My article, Blogging About Disabilities, and other follow-up articles on how those with physical disabilities work and communicate on the web help web designers, developers, and typical bloggers understand that unless you take this good-sized population into account, you are missing out on valuable readers and restricting their access to your blog.
Over the years, I’ve introduced my readers to many different types, kinds, and groups of bloggers, including some fascinating individuals. I use their words and experiences to showcase their lessons, and then add my own.
Why not look around and find your mentors or examples of those blogging and working with your blog topic and industry. How can you use them to help tell their story, thus add to your blog content and improve your own story?
Let Blog Content Find You
Similar to serendipity, much of my blog content finds me. Does your blog content find you?
I don’t just sit there waiting for it to arrive and knock on my door. As an expert in my subject matter, people often contact me with story ideas and links to interesting articles on related subjects. These often inspire me to blog.

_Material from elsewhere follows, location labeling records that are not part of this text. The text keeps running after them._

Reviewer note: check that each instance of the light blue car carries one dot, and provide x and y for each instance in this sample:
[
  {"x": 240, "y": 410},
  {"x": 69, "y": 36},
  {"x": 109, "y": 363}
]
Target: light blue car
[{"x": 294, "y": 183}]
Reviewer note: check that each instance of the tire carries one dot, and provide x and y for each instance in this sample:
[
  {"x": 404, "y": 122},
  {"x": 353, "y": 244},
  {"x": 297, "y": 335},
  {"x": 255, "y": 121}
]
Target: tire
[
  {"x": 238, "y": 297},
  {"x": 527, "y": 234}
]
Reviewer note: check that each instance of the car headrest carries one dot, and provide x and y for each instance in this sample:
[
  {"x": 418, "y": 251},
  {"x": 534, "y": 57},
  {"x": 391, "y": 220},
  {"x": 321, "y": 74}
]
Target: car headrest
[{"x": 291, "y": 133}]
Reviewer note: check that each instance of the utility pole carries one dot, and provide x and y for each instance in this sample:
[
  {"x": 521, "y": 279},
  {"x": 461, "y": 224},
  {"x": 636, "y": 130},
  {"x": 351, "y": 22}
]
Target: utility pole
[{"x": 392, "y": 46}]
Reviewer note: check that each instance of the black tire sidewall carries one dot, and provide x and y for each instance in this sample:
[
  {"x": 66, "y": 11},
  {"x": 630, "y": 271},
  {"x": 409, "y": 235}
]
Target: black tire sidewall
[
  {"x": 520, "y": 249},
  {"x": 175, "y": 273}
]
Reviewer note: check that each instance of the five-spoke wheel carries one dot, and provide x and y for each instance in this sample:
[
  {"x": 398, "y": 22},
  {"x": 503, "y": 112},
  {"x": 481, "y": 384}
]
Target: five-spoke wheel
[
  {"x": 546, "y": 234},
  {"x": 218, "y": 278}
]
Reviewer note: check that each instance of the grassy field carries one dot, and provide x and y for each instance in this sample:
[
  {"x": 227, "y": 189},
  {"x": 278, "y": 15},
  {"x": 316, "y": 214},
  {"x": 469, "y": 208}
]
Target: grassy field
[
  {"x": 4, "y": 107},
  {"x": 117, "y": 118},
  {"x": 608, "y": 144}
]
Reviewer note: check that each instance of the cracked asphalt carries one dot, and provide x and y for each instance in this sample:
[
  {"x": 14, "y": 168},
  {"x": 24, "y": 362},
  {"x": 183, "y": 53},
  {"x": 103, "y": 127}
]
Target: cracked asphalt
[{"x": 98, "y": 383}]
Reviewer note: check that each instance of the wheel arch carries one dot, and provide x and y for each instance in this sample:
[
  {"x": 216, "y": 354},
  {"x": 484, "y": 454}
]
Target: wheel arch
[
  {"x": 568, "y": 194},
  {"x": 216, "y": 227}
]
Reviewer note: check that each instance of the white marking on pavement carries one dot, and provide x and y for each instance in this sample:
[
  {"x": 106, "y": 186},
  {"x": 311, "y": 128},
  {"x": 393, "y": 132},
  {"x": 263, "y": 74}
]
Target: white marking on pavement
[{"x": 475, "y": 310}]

I monitor specific tagged and categorized content feeds on various social bookmarking and site submission services, thus literally bringing related content to my door through my feed reader.
I also use Google Alerts to get emailed news alerts based upon specific keywords, bringing all kinds of content ideas and suggestions to my email inbox.
Another source of post content ideas and inspiration comes from your readers and their comments. In When Your Comment Inspires Posts on the Blog Herald, I wrote about how a comment I left on another blog inspired that blogger to write a blog post, which inspired me to write about how comments often inspire blog posts.
Recently, I just finished a two month anniversary celebration with many guest bloggers who filled my blog with their fantastic ideas and energy. From them, ideas flooded my head, faster than I could write them all down.
Any time you get together with others, at meetups, conferences, regional meetings, or even with friends and family, or listen to the radio, watch television, read the paper or magazines, there is always plenty of blog post ideas floating around, just waiting for you to reach out and draw them in. Let them in.
Make Found Content Yours
If you do decide to go hunting for blog content instead of letting it find you, make it yours. Feature quotes, blockquotes, and tiny excerpts, but add to the content to make it your own words.
Continue the conversation. Add to the intent. Find meaning and perspective beyond the points the author made.
I love the idea of the Olympic Torch passing from hand to hand around the world as it travels to the next Olympics site, a symbol and metaphor of the many lives touched by the international Olympic Games. Many may imagine that it burns perpetually, but it needs more fuel all the time. You have to keep adding more or it will burn out. An unlit Olympic torch isn’t very inspiring.
Quoted and referenced blog content is just like the flame of the Olympic Torch. Without a continual source of fuel, it will burn out, so add your words to the flame to keep the subject alive.